Garadun détourna le regard. Il fulminait.

Ito lui lança un regard empreint de commisération puis adressa un signe de tête à Rogero. « Autant nous avons un certain mal à le reconnaître, autant ces raclures de l’Alliance nous ont bien traités. Pas le grand luxe, certes. L’ordinaire était insipide mais suffisant. Nous devions nous appuyer quelques corvées de nettoyage dans le camp où nous étions détenus, mais pas de travaux forcés. On nous administrait des soins médicaux si besoin, mais pas davantage. Un régime de prisonniers de guerre, mais aucune maltraitance.

— Typique de Black Jack, gronda Garadun. Les gardes n’arrêtaient pas d’en parler. Il a écrasé notre flottille et tué beaucoup de nos amis, mais nous lui devons au moins ces bons traitements. Nous allons bien, Donal. Vous ne devriez pas tomber sur des problèmes sanitaires bien graves. » Il fixa Rogero d’un œil sceptique. « Aucun CECH ? Vous disiez qu’Iceni et Drakon avaient pris les gouvernes.

— Pas en tant que CECH. » D’un coup de tête, Rogero indiqua le flot de gens qui passaient devant eux. « Ils nous ont envoyés vous chercher. C’était très dangereux et très coûteux, mais ils l’ont quand même fait. »

L’argument porta. On tenait tout bonnement pour acquise la désinvolte indifférence dont faisaient preuve les dirigeants syndics envers leurs travailleurs et cadres subalternes. « S’ils l’ont fait, j’imagine qu’effectivement ils ne sont plus des CECH, et ce à plus d’un titre, fit remarquer Garadun.

— Qu’attendez-vous de nous ? demanda Ito.

— Que vous nous aidiez à garder le contrôle de la situation. À faire circuler vos gens. Nous devons faire entrer dix kilos de travailleurs dans un cabas d’une contenance de cinq. Ensuite, il restera un très long trajet de retour. Tâchez de faire le tri et de repérer qui compte rester loyal au Syndicat.

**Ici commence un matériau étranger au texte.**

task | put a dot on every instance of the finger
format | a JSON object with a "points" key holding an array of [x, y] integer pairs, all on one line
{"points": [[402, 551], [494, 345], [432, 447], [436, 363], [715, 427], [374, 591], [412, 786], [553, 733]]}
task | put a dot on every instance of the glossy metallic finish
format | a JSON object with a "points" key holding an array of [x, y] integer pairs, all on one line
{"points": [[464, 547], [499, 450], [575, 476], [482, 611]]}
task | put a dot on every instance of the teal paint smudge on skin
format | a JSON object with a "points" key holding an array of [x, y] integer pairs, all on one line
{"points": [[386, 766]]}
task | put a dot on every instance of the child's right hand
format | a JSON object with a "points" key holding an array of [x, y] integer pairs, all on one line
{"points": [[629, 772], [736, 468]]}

Nous larguerons ces gens-là sur une planète qu’il contrôle encore. Y a-t-il des serpents dans vos rangs ?

— Très bizarrement, aucun de ceux qui accompagnaient notre flottille n’a survécu, laissa tomber Ito avec un doux sourire parfaitement assorti à sa voix atone.

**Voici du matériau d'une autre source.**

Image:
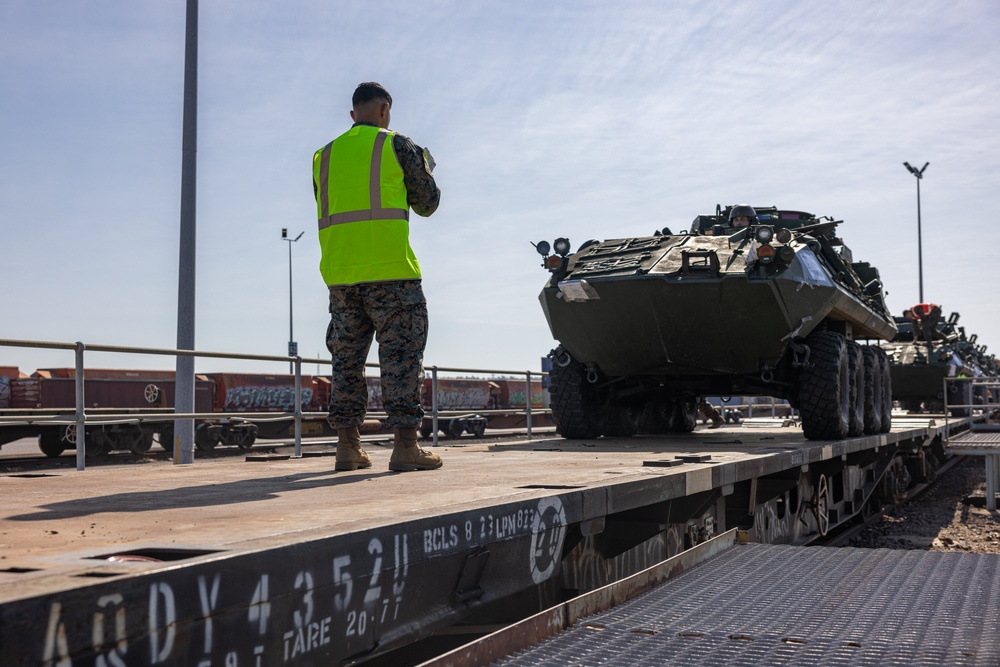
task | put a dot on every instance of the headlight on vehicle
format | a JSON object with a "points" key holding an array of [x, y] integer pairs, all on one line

— Parfait. » Rogero se tut brusquement : un silence mortel venait de se faire autour de lui. Il se rendit compte que Garadun et Ito fixaient quelque chose dans son dos, se retourna et aperçut Bradamont. Jusque-là, elle avait patienté dans le compartiment des trans, hors de vue. Seule une affaire urgente avait pu l’en faire sortir.